Le organizzazioni criminali locali dal 2000 ad oggi pare che abbiano realizzato un volume d'affari in soldoni pari a circa sedici miliardi di euro, lucrando sulla pelle di chi ha cercato di attraversare il Mediterraneo dalle coste libiche per giungere in Italia e da lì in Europa.
Un dato, questo in cifre, difficile da stimare con dovuta esattezza in quanto il "fenomeno" della vergognosa tratta, come si sa, è sommerso.
Inoltre gli importi chiesti per la traversata quasi sempre variano da persona a persona, a seconda della provenienza del richiedente, dei mezzi utilizzati per mettersi in mare e delle rotte da percorrere.
E , ancora, per i trafficanti di "carne umana", c'è anche la variante molto importante di reinvestire questo genere di profitti in altre attività, legali o illegali, sempre per fare business.
Si attiva il contrabbando d'ogni genere redditizio, droga in primis, e il commercio di persone, maschi o femmine indifferentemente. Quando non addirittura di bambini.
C'è sempre un compratore.
Come la schiavitù è realtà pure ai nostri giorni e neanche troppo lontano da noi.
E poi in loco da parte dei trafficanti-imprenditori si crea lavoro nei cantieri, lavoro legale o illegale non importa, dove le carrette del mare dismesse sono rimesse a nuovo (si fa per dire) per metterle in condizione di prendere il mare.

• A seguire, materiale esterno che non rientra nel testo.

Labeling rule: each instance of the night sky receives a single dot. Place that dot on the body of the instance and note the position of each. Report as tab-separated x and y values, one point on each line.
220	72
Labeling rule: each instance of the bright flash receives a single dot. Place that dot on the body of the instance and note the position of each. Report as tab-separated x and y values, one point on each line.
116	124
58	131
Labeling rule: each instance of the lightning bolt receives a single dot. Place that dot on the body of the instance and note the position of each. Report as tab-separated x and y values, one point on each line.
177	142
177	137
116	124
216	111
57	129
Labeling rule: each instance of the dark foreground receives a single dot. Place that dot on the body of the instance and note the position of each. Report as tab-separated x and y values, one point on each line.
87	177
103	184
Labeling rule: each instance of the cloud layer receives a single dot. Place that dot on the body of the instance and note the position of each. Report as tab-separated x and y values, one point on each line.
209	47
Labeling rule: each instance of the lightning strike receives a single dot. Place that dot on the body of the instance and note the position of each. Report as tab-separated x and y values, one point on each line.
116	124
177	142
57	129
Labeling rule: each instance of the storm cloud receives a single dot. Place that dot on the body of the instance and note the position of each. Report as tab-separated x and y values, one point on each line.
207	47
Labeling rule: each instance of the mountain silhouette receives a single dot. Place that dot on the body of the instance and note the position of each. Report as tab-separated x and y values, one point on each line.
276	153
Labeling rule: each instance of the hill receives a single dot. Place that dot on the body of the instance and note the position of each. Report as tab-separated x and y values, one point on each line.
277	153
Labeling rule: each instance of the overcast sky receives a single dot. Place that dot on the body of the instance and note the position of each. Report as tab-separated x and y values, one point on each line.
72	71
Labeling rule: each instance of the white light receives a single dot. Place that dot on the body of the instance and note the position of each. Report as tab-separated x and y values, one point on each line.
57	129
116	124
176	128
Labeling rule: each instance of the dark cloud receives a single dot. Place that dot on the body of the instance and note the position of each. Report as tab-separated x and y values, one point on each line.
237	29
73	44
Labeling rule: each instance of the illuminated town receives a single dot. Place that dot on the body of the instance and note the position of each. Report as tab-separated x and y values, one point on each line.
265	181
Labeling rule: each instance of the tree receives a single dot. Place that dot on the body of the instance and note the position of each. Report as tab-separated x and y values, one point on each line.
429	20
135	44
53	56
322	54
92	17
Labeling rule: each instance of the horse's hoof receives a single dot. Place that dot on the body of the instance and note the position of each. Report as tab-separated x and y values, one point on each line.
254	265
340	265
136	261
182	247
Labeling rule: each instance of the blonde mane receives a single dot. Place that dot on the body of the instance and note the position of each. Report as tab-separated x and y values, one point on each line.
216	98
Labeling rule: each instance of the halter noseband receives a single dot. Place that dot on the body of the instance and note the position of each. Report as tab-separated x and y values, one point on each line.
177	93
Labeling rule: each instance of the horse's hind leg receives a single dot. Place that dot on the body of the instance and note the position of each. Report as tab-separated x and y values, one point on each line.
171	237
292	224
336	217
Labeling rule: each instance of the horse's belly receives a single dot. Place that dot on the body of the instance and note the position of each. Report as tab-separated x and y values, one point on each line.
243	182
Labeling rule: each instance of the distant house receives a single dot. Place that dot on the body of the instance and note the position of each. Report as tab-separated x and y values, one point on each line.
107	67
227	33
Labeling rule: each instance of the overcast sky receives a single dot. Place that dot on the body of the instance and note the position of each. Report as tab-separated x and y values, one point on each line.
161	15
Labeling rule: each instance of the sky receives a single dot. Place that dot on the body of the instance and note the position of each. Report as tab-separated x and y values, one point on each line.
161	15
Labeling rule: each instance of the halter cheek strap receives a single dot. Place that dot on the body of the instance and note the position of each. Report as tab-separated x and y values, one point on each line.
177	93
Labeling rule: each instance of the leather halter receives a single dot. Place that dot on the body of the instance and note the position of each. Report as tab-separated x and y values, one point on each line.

In finale ci sono (e anche questa è ormai cosa nota) le tangenti che si pagano alla polizia del posto (fino agli alti gradi consapevoli e corrotti) quando si intercettano le imbarcazioni e il loro carico.
Tutto questo da quando, caduto il regime di Gheddafi, in assenza e/o latitanza di Europa e di Usa, il boom petrolifero della Libia ha cessato d'essere e confusione civile, povertà sociale, malaffare diffuso assieme a politiche di angolazioni discutibili ne hanno preso il posto.
Deterrente ultimo parrebbero essere interventi anti-scafisti dell'Unione Europea in acque internazionali, autorizzati da un risoluzione del Consiglio di Sicurezza dell'Onu, approvata appena due giorni fa con alcune riserve legate a eventuale uso eccessivo della forza nella missione.